Judicial
Empleados amenazaron de muerte al dueño de un bar cuando este llegó a cerrar la caja
Un bar fue la manzana de la discordia que separó a un grupo de socios, luego de una serie de pleitos que los llevaron hasta los tribunales. Ahora, la supuesta víctima pide la devolución de dinero invertido en el establecimiento.
Jorge (nombre modificado por seguridad) tiene 43 años de edad y es un administrador de empresas que decidió unir sus esfuerzos junto con un amigo, conocido como Emerson, con el objetivo de crear uno de los bares más prestigiosos de la colonia Escalón. Sin embargo dos empleados del establecimiento conocidos como Glenda P. y Wilfredo C. se encargaron de destruir toda relación empresarial.

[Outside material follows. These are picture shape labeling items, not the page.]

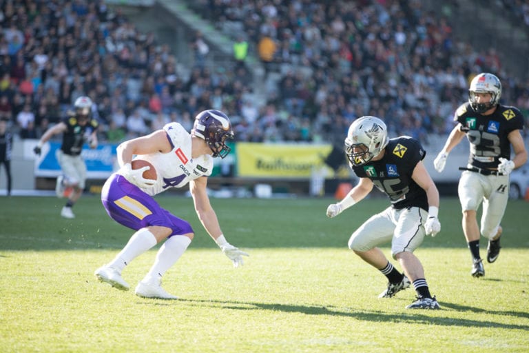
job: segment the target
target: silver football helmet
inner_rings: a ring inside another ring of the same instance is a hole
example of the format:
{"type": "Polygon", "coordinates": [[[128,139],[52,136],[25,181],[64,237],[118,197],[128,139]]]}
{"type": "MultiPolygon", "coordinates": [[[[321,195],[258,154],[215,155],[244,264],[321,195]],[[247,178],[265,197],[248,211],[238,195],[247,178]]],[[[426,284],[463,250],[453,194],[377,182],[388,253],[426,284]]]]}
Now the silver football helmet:
{"type": "Polygon", "coordinates": [[[75,100],[74,108],[75,116],[78,119],[87,119],[92,113],[92,99],[86,96],[81,96],[75,100]]]}
{"type": "Polygon", "coordinates": [[[362,117],[355,120],[345,139],[345,154],[353,165],[369,162],[389,142],[388,128],[376,117],[362,117]]]}
{"type": "Polygon", "coordinates": [[[492,74],[481,73],[476,76],[470,82],[468,89],[468,103],[470,108],[477,113],[483,113],[499,104],[501,97],[501,83],[492,74]],[[492,96],[490,101],[477,103],[476,93],[490,93],[492,96]]]}

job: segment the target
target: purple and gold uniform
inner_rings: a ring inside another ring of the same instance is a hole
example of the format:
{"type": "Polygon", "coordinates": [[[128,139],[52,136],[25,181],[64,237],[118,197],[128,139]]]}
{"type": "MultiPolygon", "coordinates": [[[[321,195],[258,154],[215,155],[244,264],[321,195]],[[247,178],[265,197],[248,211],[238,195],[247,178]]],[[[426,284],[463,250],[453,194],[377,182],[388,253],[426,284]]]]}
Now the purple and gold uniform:
{"type": "Polygon", "coordinates": [[[171,228],[171,236],[191,233],[193,230],[187,221],[162,208],[152,196],[169,188],[182,188],[191,180],[211,175],[213,157],[204,154],[191,159],[191,134],[179,123],[169,123],[163,130],[172,147],[170,152],[136,157],[148,161],[154,167],[156,183],[140,188],[118,171],[105,183],[101,201],[111,218],[133,230],[159,225],[171,228]]]}

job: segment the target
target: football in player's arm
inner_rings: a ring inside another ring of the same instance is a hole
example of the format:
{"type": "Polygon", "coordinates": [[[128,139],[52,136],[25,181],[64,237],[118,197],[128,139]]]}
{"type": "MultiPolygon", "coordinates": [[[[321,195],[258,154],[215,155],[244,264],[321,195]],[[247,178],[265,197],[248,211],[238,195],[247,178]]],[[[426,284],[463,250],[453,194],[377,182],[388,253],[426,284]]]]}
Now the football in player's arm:
{"type": "Polygon", "coordinates": [[[177,298],[161,287],[162,276],[186,250],[194,231],[189,222],[163,208],[153,196],[169,188],[187,184],[204,228],[235,267],[243,264],[242,256],[248,254],[226,240],[206,190],[213,158],[225,157],[231,150],[226,141],[233,138],[228,117],[220,110],[208,110],[196,116],[191,133],[173,122],[119,145],[117,158],[121,168],[105,183],[101,201],[112,219],[135,232],[112,261],[95,271],[98,279],[128,290],[129,284],[121,276],[125,266],[163,242],[135,293],[145,298],[177,298]],[[149,166],[133,169],[133,157],[148,161],[156,169],[156,179],[143,177],[149,166]]]}
{"type": "Polygon", "coordinates": [[[477,210],[486,201],[481,214],[481,236],[488,241],[487,261],[499,256],[500,225],[509,194],[509,174],[527,161],[523,139],[523,117],[515,107],[499,103],[501,83],[490,73],[476,75],[470,82],[468,101],[454,114],[456,125],[433,164],[442,172],[450,151],[466,136],[470,155],[459,179],[457,192],[463,212],[463,232],[472,256],[470,274],[485,275],[479,254],[480,229],[477,210]],[[511,159],[511,145],[514,157],[511,159]]]}
{"type": "Polygon", "coordinates": [[[349,127],[345,152],[360,181],[342,200],[329,205],[327,216],[335,217],[358,203],[373,186],[386,194],[391,205],[355,230],[349,247],[387,278],[387,288],[379,297],[391,298],[413,283],[417,299],[406,308],[438,309],[422,265],[413,254],[425,235],[435,236],[441,230],[439,192],[422,163],[424,150],[411,137],[389,139],[386,124],[377,117],[367,116],[349,127]],[[378,248],[388,242],[393,257],[404,273],[393,267],[378,248]]]}

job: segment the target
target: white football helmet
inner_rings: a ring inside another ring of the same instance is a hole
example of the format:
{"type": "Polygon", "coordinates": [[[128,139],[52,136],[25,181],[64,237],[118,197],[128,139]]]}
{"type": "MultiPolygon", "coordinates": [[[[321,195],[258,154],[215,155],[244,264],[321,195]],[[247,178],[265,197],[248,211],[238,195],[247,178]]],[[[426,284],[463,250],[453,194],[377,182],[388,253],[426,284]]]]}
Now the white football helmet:
{"type": "Polygon", "coordinates": [[[86,96],[81,96],[75,100],[74,108],[78,119],[87,119],[92,113],[92,99],[86,96]]]}
{"type": "Polygon", "coordinates": [[[376,117],[355,120],[345,139],[345,154],[353,165],[366,164],[384,150],[389,142],[388,128],[376,117]]]}
{"type": "Polygon", "coordinates": [[[470,82],[468,89],[468,103],[470,108],[477,113],[483,113],[499,104],[501,97],[501,83],[495,75],[488,73],[481,73],[476,76],[470,82]],[[476,93],[490,93],[492,96],[490,101],[477,103],[476,93]]]}

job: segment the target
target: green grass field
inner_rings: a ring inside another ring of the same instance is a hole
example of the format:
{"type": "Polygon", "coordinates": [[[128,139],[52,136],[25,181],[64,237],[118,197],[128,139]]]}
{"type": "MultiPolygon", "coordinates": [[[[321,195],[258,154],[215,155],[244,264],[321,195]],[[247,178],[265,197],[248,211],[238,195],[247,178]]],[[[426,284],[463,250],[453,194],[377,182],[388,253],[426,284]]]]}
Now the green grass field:
{"type": "Polygon", "coordinates": [[[63,200],[0,198],[0,352],[529,352],[529,203],[510,202],[500,257],[474,279],[459,202],[442,200],[442,232],[415,252],[442,307],[428,311],[404,309],[413,289],[377,299],[386,279],[347,249],[385,199],[334,219],[331,199],[212,199],[228,241],[250,254],[237,269],[190,199],[158,201],[196,232],[164,277],[178,301],[134,294],[156,249],[124,271],[132,290],[96,280],[132,234],[98,196],[81,199],[74,220],[59,216],[63,200]]]}

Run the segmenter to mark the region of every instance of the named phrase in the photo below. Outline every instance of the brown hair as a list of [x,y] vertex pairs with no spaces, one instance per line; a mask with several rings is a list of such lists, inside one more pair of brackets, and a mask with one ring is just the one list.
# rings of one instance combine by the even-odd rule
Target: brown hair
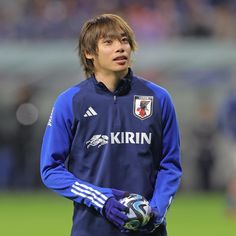
[[86,58],[86,54],[97,55],[97,43],[100,38],[109,35],[119,39],[121,32],[128,38],[131,50],[135,51],[137,43],[134,32],[120,16],[102,14],[85,22],[80,32],[78,54],[87,78],[94,73],[94,65],[91,59]]

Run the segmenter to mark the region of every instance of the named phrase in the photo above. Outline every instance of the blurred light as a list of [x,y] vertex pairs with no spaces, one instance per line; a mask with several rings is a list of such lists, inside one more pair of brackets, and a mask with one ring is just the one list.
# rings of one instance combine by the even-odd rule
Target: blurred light
[[23,103],[16,111],[16,118],[22,125],[32,125],[38,120],[38,109],[32,103]]

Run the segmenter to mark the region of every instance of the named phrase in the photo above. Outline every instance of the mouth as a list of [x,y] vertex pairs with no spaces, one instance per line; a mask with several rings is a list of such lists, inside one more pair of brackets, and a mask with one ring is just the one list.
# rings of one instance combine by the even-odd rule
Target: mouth
[[113,59],[113,61],[127,61],[128,58],[126,56],[118,56]]

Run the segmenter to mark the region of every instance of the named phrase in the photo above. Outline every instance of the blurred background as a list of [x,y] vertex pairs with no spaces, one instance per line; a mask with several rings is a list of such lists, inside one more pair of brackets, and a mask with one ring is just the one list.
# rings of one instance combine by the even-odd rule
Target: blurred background
[[[127,20],[139,44],[135,73],[168,89],[175,104],[184,175],[176,197],[181,208],[176,203],[170,211],[170,229],[201,203],[213,204],[208,220],[219,214],[219,224],[231,222],[236,218],[235,0],[0,0],[0,205],[5,204],[0,218],[6,219],[5,235],[29,232],[9,231],[14,199],[12,210],[19,202],[32,201],[33,207],[34,198],[50,199],[39,177],[42,136],[56,97],[84,78],[77,38],[82,24],[100,13]],[[57,201],[45,200],[42,206],[49,202],[55,210],[68,204]],[[65,211],[70,217],[70,207]],[[45,214],[38,221],[43,219]],[[196,221],[188,220],[194,227]],[[222,232],[236,232],[227,230]],[[178,235],[174,228],[171,232]],[[179,232],[189,235],[183,228]]]

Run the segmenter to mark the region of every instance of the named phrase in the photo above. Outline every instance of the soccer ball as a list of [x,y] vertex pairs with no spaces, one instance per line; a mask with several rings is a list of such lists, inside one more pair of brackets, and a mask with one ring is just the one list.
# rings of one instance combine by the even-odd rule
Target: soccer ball
[[129,210],[126,213],[129,220],[124,225],[125,229],[137,230],[150,220],[151,207],[143,196],[132,193],[128,197],[122,198],[120,203],[128,207]]

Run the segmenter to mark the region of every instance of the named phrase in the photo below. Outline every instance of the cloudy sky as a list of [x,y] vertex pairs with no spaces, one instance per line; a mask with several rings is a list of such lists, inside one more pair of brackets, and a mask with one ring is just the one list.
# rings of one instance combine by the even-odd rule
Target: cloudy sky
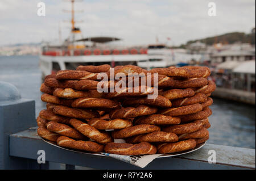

Todo comenzó cuando Jorge y su amigo empresario se reunieron el 21 de junio de 2017 para inscribir la sociedad y formalizar sus planes de negocio. Ese día se acordó que su amigo quedaría como único propietario, mientras que él sería el suplente ya que había invertido el 50% del total de la inversión. El bar fue denominado “Guilty” y comenzó sus operaciones en octubre del 2017 en una plaza comercial ubicada sobre la Alameda Manuel Enrique Araujo, en San Salvador.
Los meses corrieron y las ganancias fueron llegando a las arcas de aquellos amigos, pero todo cambió cuando Jorge se presentó a las instalaciones del negocio para dar el cierre de las cajas y realizar el inventario de los productos. Era domingo 14 de enero de 2018, a las 2:00 de la mañana.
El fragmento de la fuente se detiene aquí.